The rhat statistic is larger than 1.01 for some parameters. This indicates problems during sampling. See https://arxiv.org/abs/1903.08008 for details
The effective sample size per chain is smaller than 100 for some parameters. A higher number is needed for reliable rhat and ess computation. See https://arxiv.org/abs/1903.08008 for details
We can use arviz
to tabulate and plot helpful diagnostics for the chains that we sampled above.
az.summary(trace)
[autoreload of cutils_ext failed: Traceback (most recent call last):
File "C:\Users\Adrian\Miniconda3\lib\site-packages\IPython\extensions\autoreload.py", line 276, in check
superreload(m, reload, self.old_objects)
File "C:\Users\Adrian\Miniconda3\lib\site-packages\IPython\extensions\autoreload.py", line 475, in superreload
module = reload(module)
File "C:\Users\Adrian\Miniconda3\lib\importlib\__init__.py", line 168, in reload
raise ModuleNotFoundError(f"spec not found for the module {name!r}", name=name)
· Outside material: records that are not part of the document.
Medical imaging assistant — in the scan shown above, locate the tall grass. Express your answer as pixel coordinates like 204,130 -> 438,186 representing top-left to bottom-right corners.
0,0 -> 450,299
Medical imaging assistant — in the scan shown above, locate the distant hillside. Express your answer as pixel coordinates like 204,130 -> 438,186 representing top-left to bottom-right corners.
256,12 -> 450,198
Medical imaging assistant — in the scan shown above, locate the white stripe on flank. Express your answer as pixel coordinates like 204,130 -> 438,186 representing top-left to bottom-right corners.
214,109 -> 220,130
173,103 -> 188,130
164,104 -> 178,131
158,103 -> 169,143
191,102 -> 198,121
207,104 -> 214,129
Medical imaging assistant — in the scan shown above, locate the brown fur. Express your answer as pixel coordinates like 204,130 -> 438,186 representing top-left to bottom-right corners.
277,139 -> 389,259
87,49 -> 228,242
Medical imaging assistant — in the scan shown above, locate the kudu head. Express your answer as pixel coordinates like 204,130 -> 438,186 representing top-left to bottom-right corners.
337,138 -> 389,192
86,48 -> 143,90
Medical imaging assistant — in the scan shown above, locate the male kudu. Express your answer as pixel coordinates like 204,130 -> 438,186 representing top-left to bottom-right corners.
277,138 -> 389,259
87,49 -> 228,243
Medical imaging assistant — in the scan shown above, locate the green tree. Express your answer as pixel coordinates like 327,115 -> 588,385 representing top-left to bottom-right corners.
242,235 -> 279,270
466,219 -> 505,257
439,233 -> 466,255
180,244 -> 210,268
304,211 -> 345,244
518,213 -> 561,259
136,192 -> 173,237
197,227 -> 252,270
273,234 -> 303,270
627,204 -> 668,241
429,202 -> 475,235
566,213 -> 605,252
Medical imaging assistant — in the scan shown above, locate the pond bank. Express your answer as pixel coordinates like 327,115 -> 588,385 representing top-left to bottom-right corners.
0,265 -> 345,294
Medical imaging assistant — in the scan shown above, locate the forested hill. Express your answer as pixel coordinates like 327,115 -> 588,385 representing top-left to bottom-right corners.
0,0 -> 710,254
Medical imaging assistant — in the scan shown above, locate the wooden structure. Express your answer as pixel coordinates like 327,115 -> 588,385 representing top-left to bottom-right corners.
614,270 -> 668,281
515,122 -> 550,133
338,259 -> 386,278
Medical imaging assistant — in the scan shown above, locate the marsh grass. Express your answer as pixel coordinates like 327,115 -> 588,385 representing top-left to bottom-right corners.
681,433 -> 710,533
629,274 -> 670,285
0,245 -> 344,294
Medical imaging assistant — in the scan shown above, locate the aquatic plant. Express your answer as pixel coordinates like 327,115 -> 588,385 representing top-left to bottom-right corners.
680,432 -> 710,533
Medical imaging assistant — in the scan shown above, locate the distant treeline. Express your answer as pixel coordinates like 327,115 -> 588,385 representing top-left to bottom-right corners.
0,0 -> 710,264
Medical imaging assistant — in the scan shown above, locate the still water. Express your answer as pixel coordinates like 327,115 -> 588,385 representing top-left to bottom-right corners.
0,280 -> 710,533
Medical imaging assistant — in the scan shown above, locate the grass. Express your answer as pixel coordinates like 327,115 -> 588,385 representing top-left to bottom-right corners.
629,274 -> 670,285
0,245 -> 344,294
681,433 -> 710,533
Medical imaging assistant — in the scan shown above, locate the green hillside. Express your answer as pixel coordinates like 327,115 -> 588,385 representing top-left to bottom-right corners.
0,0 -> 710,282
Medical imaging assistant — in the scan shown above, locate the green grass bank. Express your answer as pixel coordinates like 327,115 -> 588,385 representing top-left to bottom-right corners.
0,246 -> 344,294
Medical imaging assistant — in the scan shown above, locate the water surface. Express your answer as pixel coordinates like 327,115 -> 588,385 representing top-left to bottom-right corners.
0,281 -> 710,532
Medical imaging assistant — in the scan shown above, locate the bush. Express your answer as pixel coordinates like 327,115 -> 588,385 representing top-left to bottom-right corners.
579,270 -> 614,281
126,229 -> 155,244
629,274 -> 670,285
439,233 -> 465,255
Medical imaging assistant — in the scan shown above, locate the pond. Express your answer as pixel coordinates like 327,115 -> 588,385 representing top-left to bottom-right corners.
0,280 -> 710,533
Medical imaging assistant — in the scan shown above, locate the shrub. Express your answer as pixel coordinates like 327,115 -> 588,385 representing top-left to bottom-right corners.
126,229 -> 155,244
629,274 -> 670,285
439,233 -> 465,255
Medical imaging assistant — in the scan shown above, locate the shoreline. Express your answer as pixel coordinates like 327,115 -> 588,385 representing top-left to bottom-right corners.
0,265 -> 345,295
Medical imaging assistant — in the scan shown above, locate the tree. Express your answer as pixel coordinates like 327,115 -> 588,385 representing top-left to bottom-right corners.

ModuleNotFoundError: spec not found for the module 'cutils_ext'
]
mean | sd | hdi_3% | hdi_97% | mcse_mean | mcse_sd | ess_bulk | ess_tail | r_hat | |
---|---|---|---|---|---|---|---|---|---|
hiatuses[0] | 0.683 | 0.621 | 0.100 | 1.944 | 0.116 | 0.083 | 33.0 | 181.0 | 1.10 |
hiatuses[1] | 0.723 | 0.651 | 0.100 | 2.048 | 0.119 | 0.085 | 39.0 | 99.0 | 1.08 |
hiatuses[2] | 0.178 | 0.076 | 0.100 | 0.321 | 0.002 | 0.001 | 1601.0 | 1553.0 | 1.00 |
hiatuses[3] | 0.178 | 0.077 | 0.100 | 0.320 | 0.002 | 0.001 | 1229.0 | 1003.0 | 1.00 |
sed_rates[0] | 2.800 | 2.825 | 0.537 | 8.780 | 0.867 | 0.631 | 9.0 | 30.0 | 1.40 |
sed_rates[1] | 1.961 | 2.584 | 0.258 | 5.815 | 0.319 | 0.227 | 12.0 | 12.0 | 1.25 |
sed_rates[2] | 5.072 | 6.823 | 0.366 | 14.835 | 0.443 | 0.314 | 413.0 | 290.0 | 1.01 |
sed_rates[3] | 7.382 | 6.403 | 1.352 | 18.678 | 0.192 | 0.146 | 1402.0 | 1645.0 | 1.00 |
sed_rates[4] | 6.373 | 6.334 | 0.860 | 16.371 | 0.237 | 0.187 | 1266.0 | 1049.0 | 1.00 |
az.plot_trace(trace)
plt.tight_layout()
plt.show()
Generating age models¶
StratAge.AgeModel
implements a Bayesian model to generate samples of sedimentation rates and hiatuses, but, as mentioned above, these only yield floating age models by themselves. Sedimentation rates and hiatuses in the trace generated by the PyMC sampling can be aligned to the geochronology using the StratAge.AgeModel.trace2ages()
function.
This function returns posterior ages at requested stratigraphic heights. Note that this can take some time but is easily parallelized, so you can increase the n_jobs
parameter to use more processes for large traces.
n_h = 500
h = np.linspace(np.min(units_trim), np.max(units_trim), n_h)
t_posterior = agemodel.trace2ages(trace, h=h, n_jobs=4, method='random')
ci_95 = np.quantile(t_posterior, [0.025, 0.975], axis=0)
ci_68 = np.quantile(t_posterior, [0.16, 0.84], axis=0)
We can evaluate quantiles on the posterior age models and finally plot the Bayesian age model.
# true age model
t_true, z_true = stratage.age_depth(units, times)
# parameters for plotting pdfs
tol = 3
scale = 1
fig = plt.figure(figsize=(6,5))
ax = plt.axes()
# posterior predictive models
ax.fill_betweenx(h, ci_95[0, :], ci_95[1, :], facecolor='gainsboro')
ax.fill_betweenx(h, ci_68[0, :], ci_68[1, :], facecolor='darkgrey')
# true age model and constraints
geochron.plot_constraints(ax=ax, facecolor='bisque', alpha=0.5)
ax.plot(t_true, z_true, label='true age model', linewidth=2, color='k')
ax.grid()
ax.set_xlabel('Time')
ax.set_ylabel('Height')
ax.set_title('Synthetic constraints on true age model')
ax.set_xlim([-5, 1])
plt.show()
Here we can see how the structure of the posterior age model is distinctly different from existing age modeling approaches. The envelope shows “jumpiness” that reflects the possibility of hiatus at bedding contacts. We see that the true age model is solidly within the 95% credible interval, which is great. We can also see that the posterior distribution in absolute time for the middle geochronologic constraint is reduced compared to it’s reported uncertainty. This reflects the incorporation of the prior information about sedimentation rates and hiatus durations, as well as stratigraphic superposition.